在英国的校园里,一旦被认定为抄袭,他的学术历史上不仅会被记上重重的一笔,还有可能前途尽毁、满盘皆输。
然而,尽管这柄达摩克利斯之剑高悬于顶,许多学生没有获得足够的信息或者进行充分的训练,有意或无意中就触碰到了红线:有的人过度依赖参考文献;有的人被截止日期逼得无可奈何;还有人因为英文能力的短板而步入歧途。
这里要着重强调的一点就是“自我抄袭”,也就是在一次作业或者一篇文章中,重复使用自己之前提交过的作业或者文章段落。许多学生并不知道,尽管自我抄袭和重复利用同一次作业并没有盗取他人的成果,但是也是一种学术不端的表现。
更多同学则吃亏在“引用”方面,要么是不知道何处该标注引用,要么是引用格式不正确、不明确等。虽然中国古话常说,“不知者不罪”,但在英国学界,底线是“You are accountable(你必须为自己的言行负责)”,这就意味着,以不知情为借口的错误将不会被原谅。

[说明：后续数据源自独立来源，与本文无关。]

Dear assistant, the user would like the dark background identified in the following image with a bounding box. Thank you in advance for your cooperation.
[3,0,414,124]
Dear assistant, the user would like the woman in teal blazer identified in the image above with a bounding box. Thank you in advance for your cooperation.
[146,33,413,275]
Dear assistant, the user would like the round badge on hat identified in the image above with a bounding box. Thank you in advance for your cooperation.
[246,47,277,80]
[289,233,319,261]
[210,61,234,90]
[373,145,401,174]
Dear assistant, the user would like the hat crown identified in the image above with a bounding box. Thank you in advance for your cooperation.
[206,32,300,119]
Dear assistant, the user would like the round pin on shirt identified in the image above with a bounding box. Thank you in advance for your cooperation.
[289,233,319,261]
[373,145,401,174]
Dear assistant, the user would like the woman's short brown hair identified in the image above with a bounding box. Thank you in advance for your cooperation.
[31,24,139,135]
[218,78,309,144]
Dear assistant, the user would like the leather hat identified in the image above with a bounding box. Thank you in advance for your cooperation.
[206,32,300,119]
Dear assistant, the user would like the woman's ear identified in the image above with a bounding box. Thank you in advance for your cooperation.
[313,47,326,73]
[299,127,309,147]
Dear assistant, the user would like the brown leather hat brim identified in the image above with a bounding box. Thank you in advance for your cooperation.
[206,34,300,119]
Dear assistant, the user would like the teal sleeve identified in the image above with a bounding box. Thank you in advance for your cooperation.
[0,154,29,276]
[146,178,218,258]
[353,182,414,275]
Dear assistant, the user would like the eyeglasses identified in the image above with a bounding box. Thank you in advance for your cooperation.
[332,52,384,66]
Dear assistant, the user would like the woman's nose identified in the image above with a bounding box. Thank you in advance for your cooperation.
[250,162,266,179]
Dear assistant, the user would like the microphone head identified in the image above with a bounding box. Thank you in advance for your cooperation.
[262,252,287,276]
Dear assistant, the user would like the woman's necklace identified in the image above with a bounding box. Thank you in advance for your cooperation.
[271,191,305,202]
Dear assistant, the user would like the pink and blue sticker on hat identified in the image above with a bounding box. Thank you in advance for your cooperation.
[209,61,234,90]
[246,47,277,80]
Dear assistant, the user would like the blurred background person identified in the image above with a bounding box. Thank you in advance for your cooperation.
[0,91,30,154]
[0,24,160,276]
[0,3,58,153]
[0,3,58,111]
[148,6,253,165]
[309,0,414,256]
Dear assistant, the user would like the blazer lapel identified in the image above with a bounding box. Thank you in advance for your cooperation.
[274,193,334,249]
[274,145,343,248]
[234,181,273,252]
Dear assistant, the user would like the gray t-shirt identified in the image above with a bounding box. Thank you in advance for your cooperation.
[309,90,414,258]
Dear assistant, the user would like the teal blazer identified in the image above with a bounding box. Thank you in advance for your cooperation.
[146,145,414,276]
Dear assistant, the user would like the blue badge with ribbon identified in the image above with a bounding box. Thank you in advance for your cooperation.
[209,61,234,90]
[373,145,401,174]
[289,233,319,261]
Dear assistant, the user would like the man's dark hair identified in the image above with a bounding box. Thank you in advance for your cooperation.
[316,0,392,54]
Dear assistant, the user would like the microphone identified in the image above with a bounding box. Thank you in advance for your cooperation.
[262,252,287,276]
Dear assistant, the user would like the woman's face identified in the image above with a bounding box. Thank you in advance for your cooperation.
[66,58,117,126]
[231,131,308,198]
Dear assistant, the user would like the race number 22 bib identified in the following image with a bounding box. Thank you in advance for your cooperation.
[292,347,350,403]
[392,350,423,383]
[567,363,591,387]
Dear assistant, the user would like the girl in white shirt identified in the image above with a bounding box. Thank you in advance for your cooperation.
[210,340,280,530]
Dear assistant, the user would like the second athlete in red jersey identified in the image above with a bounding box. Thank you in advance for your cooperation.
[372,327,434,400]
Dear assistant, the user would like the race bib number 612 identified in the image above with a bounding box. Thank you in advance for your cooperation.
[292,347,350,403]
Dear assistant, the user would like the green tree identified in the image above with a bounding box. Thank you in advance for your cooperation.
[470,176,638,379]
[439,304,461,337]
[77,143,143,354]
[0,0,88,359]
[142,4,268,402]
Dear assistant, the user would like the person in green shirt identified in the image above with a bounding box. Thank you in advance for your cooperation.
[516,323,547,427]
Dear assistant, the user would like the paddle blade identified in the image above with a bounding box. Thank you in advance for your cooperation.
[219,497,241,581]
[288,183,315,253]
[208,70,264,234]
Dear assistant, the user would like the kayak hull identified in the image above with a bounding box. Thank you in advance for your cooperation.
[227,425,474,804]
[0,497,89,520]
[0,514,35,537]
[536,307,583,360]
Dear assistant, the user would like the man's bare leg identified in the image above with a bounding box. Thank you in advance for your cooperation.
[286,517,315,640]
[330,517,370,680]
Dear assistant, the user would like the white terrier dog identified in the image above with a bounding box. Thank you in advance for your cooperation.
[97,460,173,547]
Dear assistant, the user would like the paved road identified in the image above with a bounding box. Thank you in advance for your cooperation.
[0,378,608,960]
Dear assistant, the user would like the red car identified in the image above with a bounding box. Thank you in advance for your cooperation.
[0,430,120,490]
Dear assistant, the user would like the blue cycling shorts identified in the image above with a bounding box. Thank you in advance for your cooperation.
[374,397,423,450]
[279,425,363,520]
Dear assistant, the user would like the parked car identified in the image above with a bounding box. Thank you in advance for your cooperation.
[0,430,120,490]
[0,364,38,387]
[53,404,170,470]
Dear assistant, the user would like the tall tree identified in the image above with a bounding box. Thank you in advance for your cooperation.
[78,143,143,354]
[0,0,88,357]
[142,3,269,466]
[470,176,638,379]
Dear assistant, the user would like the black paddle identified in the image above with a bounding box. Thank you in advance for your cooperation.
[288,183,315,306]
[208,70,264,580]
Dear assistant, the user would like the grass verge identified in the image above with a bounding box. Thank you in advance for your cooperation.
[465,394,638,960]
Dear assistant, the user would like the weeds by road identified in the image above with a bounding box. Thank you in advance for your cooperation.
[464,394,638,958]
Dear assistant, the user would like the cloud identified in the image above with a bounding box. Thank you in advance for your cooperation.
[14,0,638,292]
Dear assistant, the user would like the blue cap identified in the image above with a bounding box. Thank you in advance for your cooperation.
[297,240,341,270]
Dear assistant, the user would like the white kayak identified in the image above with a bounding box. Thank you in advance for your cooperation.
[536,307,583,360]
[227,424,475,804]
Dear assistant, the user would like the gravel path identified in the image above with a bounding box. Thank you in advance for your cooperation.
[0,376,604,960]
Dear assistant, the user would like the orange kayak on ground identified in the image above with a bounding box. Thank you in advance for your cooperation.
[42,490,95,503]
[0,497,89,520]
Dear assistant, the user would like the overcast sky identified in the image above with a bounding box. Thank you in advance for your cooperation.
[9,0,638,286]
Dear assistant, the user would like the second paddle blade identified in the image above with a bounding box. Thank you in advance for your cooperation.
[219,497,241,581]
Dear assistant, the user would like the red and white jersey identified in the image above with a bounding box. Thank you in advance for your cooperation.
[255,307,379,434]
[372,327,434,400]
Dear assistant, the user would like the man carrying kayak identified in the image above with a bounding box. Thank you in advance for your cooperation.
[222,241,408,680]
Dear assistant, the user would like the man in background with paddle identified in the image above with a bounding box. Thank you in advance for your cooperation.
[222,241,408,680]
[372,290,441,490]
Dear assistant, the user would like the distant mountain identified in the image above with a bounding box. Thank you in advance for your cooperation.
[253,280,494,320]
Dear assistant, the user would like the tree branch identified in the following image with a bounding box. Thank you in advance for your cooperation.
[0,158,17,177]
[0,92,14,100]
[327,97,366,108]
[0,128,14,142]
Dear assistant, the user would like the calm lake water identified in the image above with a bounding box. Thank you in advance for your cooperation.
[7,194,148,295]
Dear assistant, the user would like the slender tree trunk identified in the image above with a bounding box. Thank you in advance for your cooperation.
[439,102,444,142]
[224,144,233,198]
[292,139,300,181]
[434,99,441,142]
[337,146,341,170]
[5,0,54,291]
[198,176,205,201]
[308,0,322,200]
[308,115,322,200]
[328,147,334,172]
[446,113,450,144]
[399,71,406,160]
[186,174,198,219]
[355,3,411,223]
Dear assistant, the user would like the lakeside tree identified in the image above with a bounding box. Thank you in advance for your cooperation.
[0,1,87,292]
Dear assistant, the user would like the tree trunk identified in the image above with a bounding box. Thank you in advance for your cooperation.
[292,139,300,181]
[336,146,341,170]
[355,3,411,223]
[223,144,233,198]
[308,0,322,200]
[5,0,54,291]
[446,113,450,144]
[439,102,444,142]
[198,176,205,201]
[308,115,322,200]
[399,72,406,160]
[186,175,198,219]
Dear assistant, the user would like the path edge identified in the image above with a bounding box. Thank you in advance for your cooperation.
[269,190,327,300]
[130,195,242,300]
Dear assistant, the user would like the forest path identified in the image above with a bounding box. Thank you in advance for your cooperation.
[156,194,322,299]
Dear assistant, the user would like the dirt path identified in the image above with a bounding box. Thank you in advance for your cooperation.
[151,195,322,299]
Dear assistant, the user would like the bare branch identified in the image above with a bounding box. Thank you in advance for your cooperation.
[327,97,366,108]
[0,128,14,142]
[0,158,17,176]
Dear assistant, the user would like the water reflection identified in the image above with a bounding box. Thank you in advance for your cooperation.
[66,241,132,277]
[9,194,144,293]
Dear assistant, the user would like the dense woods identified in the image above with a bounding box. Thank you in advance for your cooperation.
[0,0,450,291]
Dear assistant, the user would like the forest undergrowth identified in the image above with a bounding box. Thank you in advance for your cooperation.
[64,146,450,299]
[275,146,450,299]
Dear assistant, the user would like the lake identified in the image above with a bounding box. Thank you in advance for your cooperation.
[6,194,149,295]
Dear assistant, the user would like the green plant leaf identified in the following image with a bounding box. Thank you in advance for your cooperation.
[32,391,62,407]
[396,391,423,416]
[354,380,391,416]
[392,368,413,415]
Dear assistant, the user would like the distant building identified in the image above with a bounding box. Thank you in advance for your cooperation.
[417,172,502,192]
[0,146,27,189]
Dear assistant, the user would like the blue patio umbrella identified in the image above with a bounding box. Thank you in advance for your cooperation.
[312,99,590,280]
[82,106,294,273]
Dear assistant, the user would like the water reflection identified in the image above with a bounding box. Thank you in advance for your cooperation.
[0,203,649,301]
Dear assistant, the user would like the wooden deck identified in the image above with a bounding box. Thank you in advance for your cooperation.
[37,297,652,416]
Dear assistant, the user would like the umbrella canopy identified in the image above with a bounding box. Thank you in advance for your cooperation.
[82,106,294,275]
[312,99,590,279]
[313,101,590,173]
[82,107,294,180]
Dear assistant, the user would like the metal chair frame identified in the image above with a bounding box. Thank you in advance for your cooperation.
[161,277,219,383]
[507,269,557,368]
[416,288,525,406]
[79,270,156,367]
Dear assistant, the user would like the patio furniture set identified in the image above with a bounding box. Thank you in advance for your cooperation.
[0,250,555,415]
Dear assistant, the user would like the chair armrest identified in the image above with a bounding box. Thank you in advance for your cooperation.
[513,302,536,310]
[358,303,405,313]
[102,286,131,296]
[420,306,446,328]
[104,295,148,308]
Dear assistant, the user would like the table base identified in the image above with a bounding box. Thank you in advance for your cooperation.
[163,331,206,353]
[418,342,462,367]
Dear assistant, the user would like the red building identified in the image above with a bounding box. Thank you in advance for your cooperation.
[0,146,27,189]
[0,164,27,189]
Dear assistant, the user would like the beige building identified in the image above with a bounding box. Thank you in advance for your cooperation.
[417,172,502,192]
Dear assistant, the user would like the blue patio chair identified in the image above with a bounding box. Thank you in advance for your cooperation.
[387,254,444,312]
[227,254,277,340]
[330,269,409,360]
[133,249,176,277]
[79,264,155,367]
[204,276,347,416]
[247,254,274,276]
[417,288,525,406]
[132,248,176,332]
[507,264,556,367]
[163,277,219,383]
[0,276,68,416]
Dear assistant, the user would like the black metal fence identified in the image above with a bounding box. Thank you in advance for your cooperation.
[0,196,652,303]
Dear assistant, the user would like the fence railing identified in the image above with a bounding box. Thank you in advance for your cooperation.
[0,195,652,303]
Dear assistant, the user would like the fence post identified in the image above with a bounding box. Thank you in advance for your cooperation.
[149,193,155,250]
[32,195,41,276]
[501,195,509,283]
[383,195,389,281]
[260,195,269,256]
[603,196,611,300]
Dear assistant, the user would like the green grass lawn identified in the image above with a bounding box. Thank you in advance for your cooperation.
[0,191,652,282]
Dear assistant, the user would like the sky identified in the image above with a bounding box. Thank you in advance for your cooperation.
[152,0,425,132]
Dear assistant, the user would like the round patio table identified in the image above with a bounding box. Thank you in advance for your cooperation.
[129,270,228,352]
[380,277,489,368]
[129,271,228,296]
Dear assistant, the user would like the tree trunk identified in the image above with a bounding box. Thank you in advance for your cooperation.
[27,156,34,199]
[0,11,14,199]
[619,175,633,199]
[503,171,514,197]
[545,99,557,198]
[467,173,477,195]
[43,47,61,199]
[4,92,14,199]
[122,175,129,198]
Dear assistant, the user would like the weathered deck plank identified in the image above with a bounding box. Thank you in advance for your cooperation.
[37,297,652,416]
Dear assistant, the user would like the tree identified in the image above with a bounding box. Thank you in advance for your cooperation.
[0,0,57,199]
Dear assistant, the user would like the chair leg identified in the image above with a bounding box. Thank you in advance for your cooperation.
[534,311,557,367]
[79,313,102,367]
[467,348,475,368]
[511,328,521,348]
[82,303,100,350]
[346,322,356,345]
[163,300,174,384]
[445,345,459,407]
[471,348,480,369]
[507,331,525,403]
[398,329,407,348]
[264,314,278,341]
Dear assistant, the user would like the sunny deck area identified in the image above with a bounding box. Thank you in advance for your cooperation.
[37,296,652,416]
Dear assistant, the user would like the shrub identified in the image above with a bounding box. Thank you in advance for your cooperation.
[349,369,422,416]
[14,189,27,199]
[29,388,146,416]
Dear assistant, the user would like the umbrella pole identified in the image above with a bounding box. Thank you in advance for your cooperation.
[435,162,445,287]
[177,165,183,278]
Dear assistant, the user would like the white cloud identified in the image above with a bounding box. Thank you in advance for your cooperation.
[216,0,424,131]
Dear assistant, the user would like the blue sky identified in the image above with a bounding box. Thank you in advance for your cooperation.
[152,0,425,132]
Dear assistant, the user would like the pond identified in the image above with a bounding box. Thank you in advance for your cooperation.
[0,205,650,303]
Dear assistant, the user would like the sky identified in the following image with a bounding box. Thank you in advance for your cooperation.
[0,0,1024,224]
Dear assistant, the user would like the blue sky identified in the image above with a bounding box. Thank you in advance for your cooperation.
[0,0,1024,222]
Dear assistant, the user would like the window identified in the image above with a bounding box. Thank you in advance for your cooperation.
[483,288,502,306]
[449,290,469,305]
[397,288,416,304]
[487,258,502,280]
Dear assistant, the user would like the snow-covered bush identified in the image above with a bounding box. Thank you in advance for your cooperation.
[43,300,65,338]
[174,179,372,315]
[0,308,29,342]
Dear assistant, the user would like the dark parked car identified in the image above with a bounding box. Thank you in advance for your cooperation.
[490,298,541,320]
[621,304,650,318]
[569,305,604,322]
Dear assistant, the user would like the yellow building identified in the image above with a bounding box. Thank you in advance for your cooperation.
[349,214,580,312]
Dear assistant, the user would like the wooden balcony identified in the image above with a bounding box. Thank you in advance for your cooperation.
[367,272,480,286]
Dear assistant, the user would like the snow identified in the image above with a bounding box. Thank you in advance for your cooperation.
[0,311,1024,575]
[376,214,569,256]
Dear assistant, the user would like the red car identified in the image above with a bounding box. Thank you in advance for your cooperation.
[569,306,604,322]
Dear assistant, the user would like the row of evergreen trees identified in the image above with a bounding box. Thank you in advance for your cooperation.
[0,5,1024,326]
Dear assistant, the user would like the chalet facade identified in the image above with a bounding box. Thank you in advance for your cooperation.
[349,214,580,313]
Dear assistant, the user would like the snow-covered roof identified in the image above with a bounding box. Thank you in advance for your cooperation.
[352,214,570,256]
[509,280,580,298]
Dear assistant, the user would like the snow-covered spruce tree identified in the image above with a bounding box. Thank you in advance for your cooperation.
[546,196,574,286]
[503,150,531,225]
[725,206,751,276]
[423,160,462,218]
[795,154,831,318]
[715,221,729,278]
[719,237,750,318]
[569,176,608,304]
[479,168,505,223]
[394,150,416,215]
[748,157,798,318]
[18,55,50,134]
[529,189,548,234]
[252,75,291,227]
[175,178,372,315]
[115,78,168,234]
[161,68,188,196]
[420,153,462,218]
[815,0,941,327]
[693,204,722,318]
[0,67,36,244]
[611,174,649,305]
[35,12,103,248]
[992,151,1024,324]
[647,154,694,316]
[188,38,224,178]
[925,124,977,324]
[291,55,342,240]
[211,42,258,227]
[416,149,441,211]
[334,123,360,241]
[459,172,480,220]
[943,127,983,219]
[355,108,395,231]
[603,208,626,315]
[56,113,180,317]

那么,下面大家就一起来看一下如何避免抄袭——谁不想把在老师面前哭喊求情的时间拿来做一些更有意义的事呢?
首先,同学们需要充分利用文献管理系统,认真地记下在查询资料时每一篇参考文献的来源。文献管理系统可以是诸如Zotero、Endnote之类的数字工具,也可以是简单的一份纸笔。只要能在一开始就清楚地列出资料的来源,在之后的写作中就不容易出现混乱。
其次,在写作中,大家要尽量避免使用参考资料里面的原句。在学校英语课上的一个叫做“paraphrase”的必学技能现在可以大显神通了——要努力试着把参考资料里的内容变成自己的表达,从而避免照搬原话的尴尬。
一般来讲,新闻稿、学术论文之类资料的用词都精确而简练,所以一开始可能会感觉到阻力,但一旦克服这道困难,你锻炼出的总结归纳能力会带你走向更宽广的学术之路。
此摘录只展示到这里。